The connected vehicles services will provide several services, such as vehicle maintenance information and location-based traffic information, as well as help with navigation and voice texting. The deal has the potential to double Sirius' current U.S. market share of 25%, helping distance itself completely from music streaming service providers.

Fundamentals are strong and support growth

The fundamentals are strong. In 2013, it posted a 12% Y/Y increase in revenues to $3.8 billion. Operating income was a record $1.04 billion, with an operating margin of more than 27%. Net income was $377 million, translating into an EPS of $0.06 per share.

Free cash flow generation grew by 31% during 2013 to $927 million. Share buybacks amounted to $1.76 billion during the year, and the company has authorization for a further amount of $2.2 billion that's still to be executed.

Sirius also added 1.66 million subscribers during the year, ending 2013 with a total of 25.6 million. Self-pay subscribers grew to 21.8 million, compared to 20.6 million in the preceding quarter, putting the conversion rate for new vehicles at 42%.

The churn rate was only 1.8%, with the most encouraging fact being the growth in average revenues per user, which grew from $12.12 to $12.46.

What's the outlook really look like?

The key for Sirius is the broadening of its target customer base. The used car market is roughly three times the size of the new car market, and Sirius is making serious moves to penetrate this market. It is trying to reach out to used car owners by using their dealer network when they service vehicles. It already offers a commercial free experience with highly differentiated content and more into connected vehicles services.

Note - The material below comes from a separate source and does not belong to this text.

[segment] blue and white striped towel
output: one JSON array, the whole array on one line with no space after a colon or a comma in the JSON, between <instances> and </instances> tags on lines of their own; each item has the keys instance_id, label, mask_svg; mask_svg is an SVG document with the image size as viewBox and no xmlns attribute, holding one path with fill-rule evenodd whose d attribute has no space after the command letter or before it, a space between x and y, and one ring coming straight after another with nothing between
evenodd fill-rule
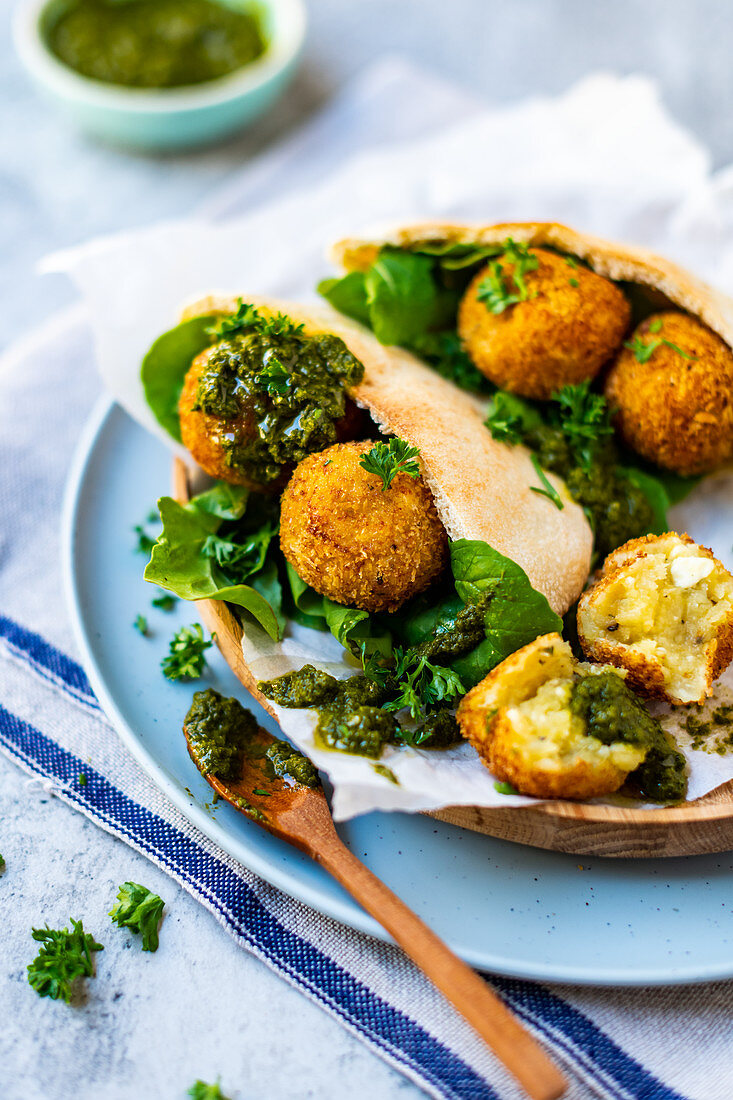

The Liberty Media conundrum

In January, John Malone, the chairman of Liberty, made a bid of $3.68 a share to buy the 48% of Sirius that he does not already own. The offer has been called ludicrous by consumer activist Ralph Nader, and there have been calls for the offer to be increased. Sirius has appointed consultants to assess the offer and assist the board in negotiations, but the future outcome is still in doubt. And the latest news includes the fact that Liberty pulled its offer. However, the news isn't all bad - Sirius will now resume its stock repurchase program.

Bottom line

Sirius still appears to be a solid investment. Sirius is looking to diversify its business model from a pure radio entertainment provider to also a web-based safety and navigation information provider for cars. The stock still trades at a discount to the previous Liberty offer price, but fair value is still north of $4. The free cash flow margins on the business are more than impressive. Assuming Sirius can grow free cash flow at a 6% rate over the next five years, then 4% over the long term, coupled with a 10% discount rate suggests a fair value of $4.10.

Disclosure: I have no positions in any stocks mentioned, and no plans to initiate any positions within the next 72 hours. I wrote this article myself, and it expresses my own opinions. I am not receiving compensation for it (other than from Seeking Alpha). I have no business relationship with any company whose stock is mentioned in this article.